Why do I need to specify model and deployment name?

The model name is needed to load the correct tokenizer for the model. The tokenizer is necessary for structured generation.

You can pass any parameter you would pass to openai.AsyncAzureOpenAI. You can consult the OpenAI SDK's code for an up-to-date list.

Parameters:

Parameters Type Description Default
azure_endpoint str Azure endpoint, including the resource. Infered from AZURE_OPENAI_ENDPOINT if not specified None
api_version str API version. Infered from AZURE_OPENAI_API_KEY if not specified None
api_key str OpenAI API key. Infered from OPENAI_API_KEY if not specified None
azure_ad_token str Azure active directory token. Inference from AZURE_OPENAI_AD_TOKEN if not specified None
azure_ad_token_provider AzureADTokenProvider A function that returns an Azure Active Directory token None
organization str OpenAI organization id. Infered from OPENAI_ORG_ID if not specified None
project str OpenAI project id. Infered from OPENAI_PROJECT_ID if not specified. None
base_url str | https.URL Base URL for the endpoint. Infered from OPENAI_BASE_URL if not specified. None
timeout float Request timeout. NOT_GIVEN
max_retries int Maximum number of retries for failing requests 2
default_headers Mapping[str, str] Default HTTP headers None
default_query Mapping[str, str] Custom parameters added to the HTTP queries None
http_client https.AsyncClient User-specified httpx client None

Models that follow the OpenAI standard

Outlines supports models that follow the OpenAI standard. You will need to initialize the OpenAI client properly configured and pass it to outlines.models.openai

import os
from openai import AsyncOpenAI
from outlines import models
from outlines.models.openai import OpenAIConfig


client = AsyncOpenAI(
    api_key=os.environ.get("PROVIDER_KEY"),
    base_url="http://other.provider.server.com"
)
config = OpenAIConfig("model_name")
model = models.openai(client, config)

Warning

You need to pass the async client to be able to do batch inference.

Structured Generation Support

Outlines provides support for OpenAI Structured Outputs via outlines.generate.json, outlines.generate.choice

from pydantic import BaseModel, ConfigDict
import outlines.models as models
from outlines import generate

model = models.openai("gpt-4o-mini")

class Person(BaseModel):
    model_config = ConfigDict(extra='forbid')  # required for openai
    first_name: str
    last_name: str
    age: int

generate.json(model, Person)
generator("current indian prime minister on january 1st 2023")
# Person(first_name='Narendra', last_name='Modi', age=72)

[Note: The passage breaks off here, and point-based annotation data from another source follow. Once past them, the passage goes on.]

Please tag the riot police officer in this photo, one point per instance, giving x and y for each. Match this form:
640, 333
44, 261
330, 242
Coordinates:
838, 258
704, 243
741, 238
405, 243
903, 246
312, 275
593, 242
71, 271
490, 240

generator = generate.choice(model, ["Chicken", "Egg"])
print(generator("Which came first?"))
# Chicken

Warning

Structured generation support only provided to OpenAI-compatible endpoints which conform to OpenAI's standard. Additionally, generate.regex and generate.cfg are not supported.

Advanced configuration

For more advanced configuration option, such as support proxy, please consult the OpenAI SDK's documentation:

from openai import AsyncOpenAI, DefaultHttpxClient
from outlines import models
from outlines.models.openai import OpenAIConfig


client = AsyncOpenAI(
    base_url="http://my.test.server.example.com:8083",
    http_client=DefaultHttpxClient(
        proxies="http://my.test.proxy.example.com",
        transport=httpx.HTTPTransport(local_address="0.0.0.0"),
    ),
)
config = OpenAIConfig("model_name")
model = models.openai(client, config)

It is possible to specify the values for seed, presence_penalty, frequence_penalty, top_p by passing an instance of OpenAIConfig when initializing the model:

from outlines.models.openai import OpenAIConfig
from outlines import models


config = OpenAIConfig(
    presence_penalty=1.,
    frequency_penalty=1.,
    top_p=.95,
    seed=0,
)
model = models.openai("gpt-4o-mini", config)

Monitoring API use

It is important to be able to track your API usage when working with OpenAI's API. The number of prompt tokens and completion tokens is directly accessible via the model instance:

from openai import AsyncOpenAI
import outlines.models


model = models.openai("gpt-4o")

print(model.prompt_tokens)
# 0

print(model.completion_tokens)
# 0

These numbers are updated every time you call the model.